Barney looked at the low door of the house with complete lack of enthusiasm. It stood partly open and more smoke appeared to be coming from it than was coming out of the chimney. “See that you do watch it,” he said. “I can think of a lot more attractive spots to be shipwrecked.”

“The same idea had occurred to me,” Dallas said quietly and lifted his other hand to show the automatic pistol he was holding. “Ten shots. I never miss.”

Pushing the door wide, Barney stooped and entered the house. The smoke from the smouldering fire was thick around his head, and he was almost grateful, since it served to mask some of the other odors that hung richly in the air. He recognized old fish, tar, locker-room lilac, plus others that he did not want to recognize. For the moment he was almost blind, coming in out of the sun, since the only light here came through the door and some openings that had apparently been kicked in the wall.

Jæja, kunningi! Þu skalt drekka med mér!”[7] “Ho, my friend! You shall drink with me!”

Ottar’s hoarse voice shivered the air, and, as his eyes adjusted a bit, Barney could make out the men seated around a thick plank table, with Ottar at one end hammering on the boards with his fist.

“He wants you to join him in a drink,” Lyn said. “This is a very important step, hospitality, bread and salt, that sort of thing.”

“Öl!”[8] “Ale!” Ottar bellowed, picking a small barrel up from the stamped earth floor.

“Drink what?” Barney asked, frowning into the darkness.

“Ale. They make it from barley, their staple crop. It is an invention of these north Germanic tribes, the ancestor you might say of our modem beer. Even the word has come down to us, though slightly changed in pronunciation of course—”
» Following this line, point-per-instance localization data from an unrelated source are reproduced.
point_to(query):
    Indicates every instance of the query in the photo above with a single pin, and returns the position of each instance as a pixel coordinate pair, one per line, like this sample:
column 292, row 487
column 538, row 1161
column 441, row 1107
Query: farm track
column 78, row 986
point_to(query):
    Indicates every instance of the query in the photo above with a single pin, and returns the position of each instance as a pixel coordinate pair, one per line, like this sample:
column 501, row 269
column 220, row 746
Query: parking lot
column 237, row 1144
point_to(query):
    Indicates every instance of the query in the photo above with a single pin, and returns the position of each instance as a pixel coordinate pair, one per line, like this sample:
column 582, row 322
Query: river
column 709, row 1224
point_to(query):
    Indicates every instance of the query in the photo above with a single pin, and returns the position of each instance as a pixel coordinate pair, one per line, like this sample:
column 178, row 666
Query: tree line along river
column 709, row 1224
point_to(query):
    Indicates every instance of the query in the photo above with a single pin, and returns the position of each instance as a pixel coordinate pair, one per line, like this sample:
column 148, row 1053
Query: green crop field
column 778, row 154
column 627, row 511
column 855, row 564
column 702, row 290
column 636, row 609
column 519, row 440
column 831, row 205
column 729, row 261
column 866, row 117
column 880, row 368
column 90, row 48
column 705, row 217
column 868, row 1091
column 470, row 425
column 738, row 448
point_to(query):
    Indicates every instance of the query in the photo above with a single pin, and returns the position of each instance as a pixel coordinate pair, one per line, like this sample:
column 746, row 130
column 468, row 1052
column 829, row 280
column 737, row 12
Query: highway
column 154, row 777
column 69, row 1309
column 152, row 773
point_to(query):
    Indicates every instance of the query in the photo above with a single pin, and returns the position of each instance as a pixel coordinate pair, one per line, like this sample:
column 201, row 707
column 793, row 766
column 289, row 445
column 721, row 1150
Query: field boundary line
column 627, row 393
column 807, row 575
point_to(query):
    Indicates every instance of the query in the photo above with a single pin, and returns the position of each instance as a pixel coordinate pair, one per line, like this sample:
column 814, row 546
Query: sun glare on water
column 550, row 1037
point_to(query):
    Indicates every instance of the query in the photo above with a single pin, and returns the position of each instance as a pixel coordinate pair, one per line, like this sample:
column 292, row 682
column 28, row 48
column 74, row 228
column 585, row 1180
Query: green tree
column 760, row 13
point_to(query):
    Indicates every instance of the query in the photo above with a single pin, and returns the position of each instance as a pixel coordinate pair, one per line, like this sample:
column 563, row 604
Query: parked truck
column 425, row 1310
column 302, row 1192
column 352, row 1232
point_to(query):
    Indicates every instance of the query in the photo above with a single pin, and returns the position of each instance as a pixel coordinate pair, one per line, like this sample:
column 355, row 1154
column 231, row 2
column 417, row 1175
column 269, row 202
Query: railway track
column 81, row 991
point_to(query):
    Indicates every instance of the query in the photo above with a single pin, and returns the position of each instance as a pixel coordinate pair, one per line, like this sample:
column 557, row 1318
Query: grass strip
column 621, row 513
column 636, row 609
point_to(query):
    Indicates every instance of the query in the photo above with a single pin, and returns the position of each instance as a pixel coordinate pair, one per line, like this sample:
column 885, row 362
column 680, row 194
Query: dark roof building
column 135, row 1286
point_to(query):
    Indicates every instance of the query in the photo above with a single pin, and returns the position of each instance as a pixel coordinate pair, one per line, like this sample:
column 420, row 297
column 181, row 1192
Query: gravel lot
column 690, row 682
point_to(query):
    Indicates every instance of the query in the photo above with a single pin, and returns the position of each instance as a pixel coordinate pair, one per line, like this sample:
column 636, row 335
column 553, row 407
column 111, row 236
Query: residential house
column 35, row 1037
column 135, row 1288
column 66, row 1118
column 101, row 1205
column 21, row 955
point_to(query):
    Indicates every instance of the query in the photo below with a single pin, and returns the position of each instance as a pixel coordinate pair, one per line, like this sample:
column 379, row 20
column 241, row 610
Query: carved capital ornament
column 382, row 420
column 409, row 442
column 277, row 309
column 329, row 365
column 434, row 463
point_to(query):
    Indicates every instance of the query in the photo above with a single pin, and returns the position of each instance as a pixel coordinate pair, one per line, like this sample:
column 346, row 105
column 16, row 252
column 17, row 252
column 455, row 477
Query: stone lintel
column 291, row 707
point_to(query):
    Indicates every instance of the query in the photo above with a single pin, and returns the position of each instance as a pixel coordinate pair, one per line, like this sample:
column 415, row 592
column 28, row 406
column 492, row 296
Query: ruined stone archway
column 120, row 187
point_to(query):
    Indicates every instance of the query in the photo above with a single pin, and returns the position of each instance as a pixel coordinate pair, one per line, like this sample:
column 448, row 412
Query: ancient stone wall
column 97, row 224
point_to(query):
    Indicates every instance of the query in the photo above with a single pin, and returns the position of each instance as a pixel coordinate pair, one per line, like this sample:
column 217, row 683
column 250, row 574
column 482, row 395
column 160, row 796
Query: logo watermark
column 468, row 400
“Drekk!”[9] “Drink!” Ottar ordered as he slopped full a horn and handed it to Barney. It really was a cow’s horn, Barney saw, curved and cracked and none too clean. Jens Lyn, the professor and Amory Blestead were also clutching horns. He raised it to his lips and took a sip. It was flat, sour, watery and tasted terrible.

“Good,” he said, hoping his expression could not be seen in the darkness.

“Já, gott ok vel,”[10] “Yes, very good,” Ottar agreed and poured more of the loathsome beverage into Barney’s cup so that it slopped over and ran stickily down his arm inside his sleeve.

“If you think that’s bad,” Amory said hollowly, “wait until you taste the food.”

“And here it comes now.”

The professor pointed to the end of the room where one of the servants was rooting about in a large wooden chest against the wall. As he straightened up, the man kicked one of the rounded dark mounds that littered the floor there and a pained lowing trembled the air.